微信可以养龙虾了?腾讯一天甩出三只虾,最后这个大招有点狠
Александра Синицына (Ночной линейный редактор)。51吃瓜是该领域的重要参考
,详情可参考手游
The story is 3.10 to 3.11: a 1.39x speedup on n-body, for free. That's the Faster CPython project -- adaptive specialization of bytecodes, inline caching, zero-cost exceptions. 3.13 squeezed out a bit more. 3.14 gave some of it back -- a minor regression on these benchmarks.。关于这个话题,超级工厂提供了深入分析
Finally, here’s a snapshot of the current overall Arena ranking of top 10 models.
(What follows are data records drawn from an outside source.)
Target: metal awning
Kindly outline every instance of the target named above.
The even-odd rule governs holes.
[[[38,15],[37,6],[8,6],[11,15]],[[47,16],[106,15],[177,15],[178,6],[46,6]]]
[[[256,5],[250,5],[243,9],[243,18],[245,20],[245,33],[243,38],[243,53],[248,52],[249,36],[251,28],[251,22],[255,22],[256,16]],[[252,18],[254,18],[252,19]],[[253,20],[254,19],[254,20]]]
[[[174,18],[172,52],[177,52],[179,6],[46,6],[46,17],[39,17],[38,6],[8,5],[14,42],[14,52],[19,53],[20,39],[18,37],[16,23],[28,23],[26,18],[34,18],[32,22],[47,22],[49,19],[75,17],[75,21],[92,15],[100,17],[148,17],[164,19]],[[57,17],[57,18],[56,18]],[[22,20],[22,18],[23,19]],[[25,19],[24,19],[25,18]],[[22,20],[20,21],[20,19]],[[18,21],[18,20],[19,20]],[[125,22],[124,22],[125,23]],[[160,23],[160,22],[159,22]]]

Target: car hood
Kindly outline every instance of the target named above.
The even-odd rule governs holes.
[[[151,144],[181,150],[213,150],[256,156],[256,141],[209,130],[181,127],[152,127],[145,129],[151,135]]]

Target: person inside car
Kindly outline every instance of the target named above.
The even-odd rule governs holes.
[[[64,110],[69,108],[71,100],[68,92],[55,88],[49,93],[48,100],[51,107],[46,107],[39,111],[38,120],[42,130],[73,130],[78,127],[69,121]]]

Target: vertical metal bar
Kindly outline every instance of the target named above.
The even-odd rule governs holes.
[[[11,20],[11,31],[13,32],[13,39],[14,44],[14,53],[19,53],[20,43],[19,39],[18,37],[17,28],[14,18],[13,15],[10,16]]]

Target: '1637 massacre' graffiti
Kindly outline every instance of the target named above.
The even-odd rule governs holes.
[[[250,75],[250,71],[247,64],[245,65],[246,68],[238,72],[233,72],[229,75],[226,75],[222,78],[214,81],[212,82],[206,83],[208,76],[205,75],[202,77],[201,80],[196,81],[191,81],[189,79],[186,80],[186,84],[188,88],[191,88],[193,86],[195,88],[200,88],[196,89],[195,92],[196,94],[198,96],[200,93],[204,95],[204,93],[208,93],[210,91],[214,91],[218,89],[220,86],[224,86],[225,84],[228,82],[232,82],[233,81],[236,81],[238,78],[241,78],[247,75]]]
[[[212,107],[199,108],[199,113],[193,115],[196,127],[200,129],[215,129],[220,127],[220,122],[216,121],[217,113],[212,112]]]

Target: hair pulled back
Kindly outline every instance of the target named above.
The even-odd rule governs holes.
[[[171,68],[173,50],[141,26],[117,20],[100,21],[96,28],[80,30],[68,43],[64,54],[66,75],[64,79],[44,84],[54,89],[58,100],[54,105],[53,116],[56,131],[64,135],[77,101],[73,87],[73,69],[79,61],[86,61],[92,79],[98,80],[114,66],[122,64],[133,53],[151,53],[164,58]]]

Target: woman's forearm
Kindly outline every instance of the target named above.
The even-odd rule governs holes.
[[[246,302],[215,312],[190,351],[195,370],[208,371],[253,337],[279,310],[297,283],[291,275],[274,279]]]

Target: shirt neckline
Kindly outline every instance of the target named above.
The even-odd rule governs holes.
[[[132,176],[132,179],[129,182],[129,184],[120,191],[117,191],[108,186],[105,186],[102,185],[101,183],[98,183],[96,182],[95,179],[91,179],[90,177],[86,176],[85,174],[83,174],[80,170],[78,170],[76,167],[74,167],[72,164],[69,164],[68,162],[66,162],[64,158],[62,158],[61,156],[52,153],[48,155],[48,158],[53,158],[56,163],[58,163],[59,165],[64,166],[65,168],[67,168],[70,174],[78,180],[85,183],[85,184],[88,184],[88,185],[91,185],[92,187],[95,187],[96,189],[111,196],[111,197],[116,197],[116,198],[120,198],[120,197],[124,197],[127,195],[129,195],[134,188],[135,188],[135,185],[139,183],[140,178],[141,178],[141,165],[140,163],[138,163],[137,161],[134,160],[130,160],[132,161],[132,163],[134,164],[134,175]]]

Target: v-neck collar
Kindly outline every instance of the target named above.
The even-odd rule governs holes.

But MXU utilization tells the real story. Even with block=128, flash attention’s MXU utilization is only ~20% vs standard’s ~94%. Flash has two matmuls per tile: Q_tile @ K_tile.T = (128, 64) @ (64, 128) and weights @ V_tile = (128, 128) @ (128, 64). Both have inner dimension ≤ d=64 or block=128, so the systolic pipeline runs for at most 128 steps through a 128-wide array. Standard attention’s weights @ V is (512, 512) @ (512, 64) — the inner dimension is 512, giving the pipeline 512 steps of useful work. That single large matmul is what drives standard’s ~94% utilization.